How to Improve Your Productivity This Winter

With shorter days, colder temperatures, and the occasional snowstorm, winter can be a difficult time of year for people to feel productive. Throw in a pandemic and those challenges grow exponentially.

But there are practical strategies each of us can employ to tackle that seemingly endless list of tasks on our to-do lists.

While Executive Coach Debra Kennedy, owner of Strategic Directions Coaching in Centerville, acknowledged that “this January was a little more difficult than our usual Januaries,” she offered a host of suggestions to ensure we can maintain our focus over the next six-and-a-half weeks of winter.

Break the Big Projects Down into Smaller Tasks

Sometimes we put off those larger projects because they are complex, confusing, and technical. One technique that Kennedy recommends is “chunking things down into smaller activities.” Accomplishing the smaller tasks can make the larger ones more achievable.

Review Your To-Do Lists

Is there a project you continue to put off?

While creating a to-do list can help, Kennedy says, lists are not always sufficient to completing our work. “If you’re a list maker and your to-do items never move and go from month to month, ask yourself, ‘Is it worth it? Am I actually going to do those things?’ or should you take them off your list,” she says. “Or maybe you find someone else to delegate that task to or find another way to get it done.”

Being realistic about your upcoming tasks can be a useful approach in your day-to-day work.

Ask “Why?”

Tied to a regular review of your to-do list is asking yourself why certain tasks need to get done. “If you have a reason you have to have something done, it is more meaningful to you,” Kennedy says. “And the more likely it is you’ll do it.”

Set a 90-Day Window

Kennedy schedules her own work by looking 90 days out and identifying what needs to be done each month. “I use Post-its. I put tasks on a chart and write them out on a piece of paper and look at what needs to get done in the next 90 days,” she says. “I’ll look at those tasks and evaluate which ones to do in February, March, and April, and give them all a place to be.”

This allows her to put off some tasks temporarily while she focuses on others immediately. She then breaks down her work by tackling items over the next 30 days; she’ll even go so far as to separate it down into smaller, one-week increments.

Take a Break (You Deserve It!)

Some days, we’re at the top of our game. Others, not so much.

On those off days, Kennedy recommends, you should recognize that “you’re not your most productive. If it’s one day every now and then, take a nice long walk and give yourself a COVID sick day so you’ll come back refreshed” the next day.

Consider a Job Coach

When all else fails, a coach like Kennedy can be a useful tool, whether you’re starting out in your career or you’re a seasoned executive.

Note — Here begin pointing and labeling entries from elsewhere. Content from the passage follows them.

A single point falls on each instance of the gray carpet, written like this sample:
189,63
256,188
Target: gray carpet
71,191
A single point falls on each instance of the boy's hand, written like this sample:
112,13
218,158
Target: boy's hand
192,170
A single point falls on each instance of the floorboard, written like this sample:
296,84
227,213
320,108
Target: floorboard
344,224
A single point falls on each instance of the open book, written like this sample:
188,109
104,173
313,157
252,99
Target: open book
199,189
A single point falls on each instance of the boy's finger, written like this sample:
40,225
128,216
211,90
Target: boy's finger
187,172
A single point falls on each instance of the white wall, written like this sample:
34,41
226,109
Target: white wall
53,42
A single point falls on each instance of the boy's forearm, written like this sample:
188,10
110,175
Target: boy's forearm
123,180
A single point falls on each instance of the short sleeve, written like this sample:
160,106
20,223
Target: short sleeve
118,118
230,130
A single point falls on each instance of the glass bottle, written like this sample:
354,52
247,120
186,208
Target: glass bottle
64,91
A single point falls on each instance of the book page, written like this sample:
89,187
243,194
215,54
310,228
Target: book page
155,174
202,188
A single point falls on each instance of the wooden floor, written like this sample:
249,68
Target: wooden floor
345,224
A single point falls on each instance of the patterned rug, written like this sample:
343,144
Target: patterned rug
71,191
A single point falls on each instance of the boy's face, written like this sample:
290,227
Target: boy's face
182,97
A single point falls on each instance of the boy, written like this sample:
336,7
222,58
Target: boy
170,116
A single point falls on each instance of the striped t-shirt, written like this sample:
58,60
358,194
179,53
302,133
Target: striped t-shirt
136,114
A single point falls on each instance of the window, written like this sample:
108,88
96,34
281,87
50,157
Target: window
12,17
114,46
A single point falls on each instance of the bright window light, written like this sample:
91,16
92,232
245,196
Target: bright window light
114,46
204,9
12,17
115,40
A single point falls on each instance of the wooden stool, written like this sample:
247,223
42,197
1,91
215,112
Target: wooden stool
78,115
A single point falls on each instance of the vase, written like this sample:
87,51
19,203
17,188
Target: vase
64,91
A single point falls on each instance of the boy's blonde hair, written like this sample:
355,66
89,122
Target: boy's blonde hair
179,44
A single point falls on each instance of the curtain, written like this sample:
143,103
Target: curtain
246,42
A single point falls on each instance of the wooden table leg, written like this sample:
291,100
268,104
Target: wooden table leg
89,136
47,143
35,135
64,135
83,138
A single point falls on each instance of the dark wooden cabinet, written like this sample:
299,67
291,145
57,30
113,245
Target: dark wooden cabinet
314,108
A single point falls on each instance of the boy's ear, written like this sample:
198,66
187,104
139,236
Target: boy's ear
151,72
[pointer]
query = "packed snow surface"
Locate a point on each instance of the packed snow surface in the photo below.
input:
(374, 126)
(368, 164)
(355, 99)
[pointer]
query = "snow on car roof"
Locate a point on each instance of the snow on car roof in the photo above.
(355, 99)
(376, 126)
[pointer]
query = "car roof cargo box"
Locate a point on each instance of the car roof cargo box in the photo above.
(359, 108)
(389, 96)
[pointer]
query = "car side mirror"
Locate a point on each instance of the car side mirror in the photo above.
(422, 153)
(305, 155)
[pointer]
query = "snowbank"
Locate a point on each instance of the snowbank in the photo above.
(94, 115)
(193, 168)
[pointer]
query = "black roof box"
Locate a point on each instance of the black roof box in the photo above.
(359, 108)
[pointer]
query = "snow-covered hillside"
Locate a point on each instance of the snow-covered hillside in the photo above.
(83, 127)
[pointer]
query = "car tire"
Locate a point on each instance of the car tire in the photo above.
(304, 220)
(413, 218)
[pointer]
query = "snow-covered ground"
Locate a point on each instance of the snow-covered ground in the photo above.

Kennedy, who has worked as a certified executive coach over the past five years after serving as the founding director of Executive Education at Bentley University, spoke highly of coaching, calling it “one of the biggest perks someone can receive, either from a company or by taking it on themselves. If you look at it, it’s similar to athletics, where players get extra coaching to get ahead in sports like hockey or baseball. What business leaders find is it is helpful to develop their career with some intention, as opposed to drifting along, to have a third-party person come alongside to help you get a promotion or be heard better by your team.”